There was a bit of a mix-up, and it looks like we're going to review this game again in two weeks...since the Solosaurus Podcast Episode #70 is an awesome interview with game designer Drake Villareal and not a review of Warp's Edge...that review will be in two weeks so you'll see this one again 😀 Just imagine we drop into a warp and we'll do even better next time based on what we draw from the bag!
This week we provide a solo player's review of Warp's Edge! Warp's Edge is a solo only deck - bag and pool builder set in the far-flung future where you are outmanned, outgunned, and alone... but, that nearby black hole may turn out to be advantageous...
Warp's Edge is a solo player game, and like most solo player only games it is fairly difficult, albeit not nearly as difficult as some (looking at you Friday...). The art, components, and cards are very good. As a solo board game it often finds the table more often than those larger, meatier games just because its ease of set-up and tear down, which is quick and simple. Each game takes about 30 - 45 minutes and it's not too difficult to get a few plays in an hour.
If we had to give it a theme, it's a bit like The Last Starfighter meets Edge of Tomorrow. The concept is you've been flung far behind enemy lines, and alone must defeat the mothership nestled among numerous defenders. There are 3 to 4 rounds, or 'warps' to defeat the mothership. Enemies can be evaded or defeated. Begin by drawing enemies, draw tokens from the bag, use actions with those tokens, resolve enemy attacks, then draw 5 more tokens.
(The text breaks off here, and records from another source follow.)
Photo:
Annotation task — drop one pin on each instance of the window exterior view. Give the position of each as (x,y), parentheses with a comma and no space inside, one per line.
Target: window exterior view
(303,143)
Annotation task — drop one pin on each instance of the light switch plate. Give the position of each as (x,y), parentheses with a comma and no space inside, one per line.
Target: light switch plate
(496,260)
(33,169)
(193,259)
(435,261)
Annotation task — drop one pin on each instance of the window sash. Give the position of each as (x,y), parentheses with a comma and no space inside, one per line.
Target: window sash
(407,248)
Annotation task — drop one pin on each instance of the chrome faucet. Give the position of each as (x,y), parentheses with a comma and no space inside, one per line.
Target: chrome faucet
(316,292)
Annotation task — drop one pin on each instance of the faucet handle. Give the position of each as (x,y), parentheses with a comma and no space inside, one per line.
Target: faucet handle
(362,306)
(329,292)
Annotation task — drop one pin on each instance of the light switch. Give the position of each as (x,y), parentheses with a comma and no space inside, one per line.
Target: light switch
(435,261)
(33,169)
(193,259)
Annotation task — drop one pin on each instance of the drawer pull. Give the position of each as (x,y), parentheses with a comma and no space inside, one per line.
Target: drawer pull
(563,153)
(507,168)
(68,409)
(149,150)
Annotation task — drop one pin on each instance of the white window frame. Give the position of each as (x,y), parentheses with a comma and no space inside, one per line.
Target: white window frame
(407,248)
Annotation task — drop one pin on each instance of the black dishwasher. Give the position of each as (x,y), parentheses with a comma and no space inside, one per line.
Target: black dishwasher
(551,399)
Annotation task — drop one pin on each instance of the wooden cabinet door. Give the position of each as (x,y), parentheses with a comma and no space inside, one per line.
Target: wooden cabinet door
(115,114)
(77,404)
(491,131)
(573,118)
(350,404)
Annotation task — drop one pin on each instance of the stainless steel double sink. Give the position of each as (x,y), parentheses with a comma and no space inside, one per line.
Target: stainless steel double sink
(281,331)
The round is over if you need to draw tokens and cannot. With each warp you level up by having more powerful skills and abilities to draw from the bag.
Due to the drawing factor there is some randomness, but there are enough mitigations that it doesn't detract from the experience.
Defeating the boss is a real challenge, and once you've defeated the mothership (and there are five bosses and four motherships, so plenty of unique challenges of increasing difficulty in the base game) you feel a real sense of accomplishment!
A couple of minor nit-picks are the rulebook and the iconography. While we didn't have an issue with the rulebook, some folks reported that they had to keep referring back. When we play a new game, we generally go through several playthroughs until the rules are familiar, than we really don't need the rulebook anymore. For iconography the symbols are straightforward for the most part, but in some areas of the game - like the power tokens, it uses art. Some folks do not want to learn another set of icons and in some cases using art can throw people off, and these players would rather have words. So, if you're of like mind you know which side of that you'd fall on.
All told, Warp's Edge is a highly enjoyable, quick, bag-building fun time! With just a touch of randomness and plenty of tactical decisions to be made, isn't it time you strapped in and prepared for lift off?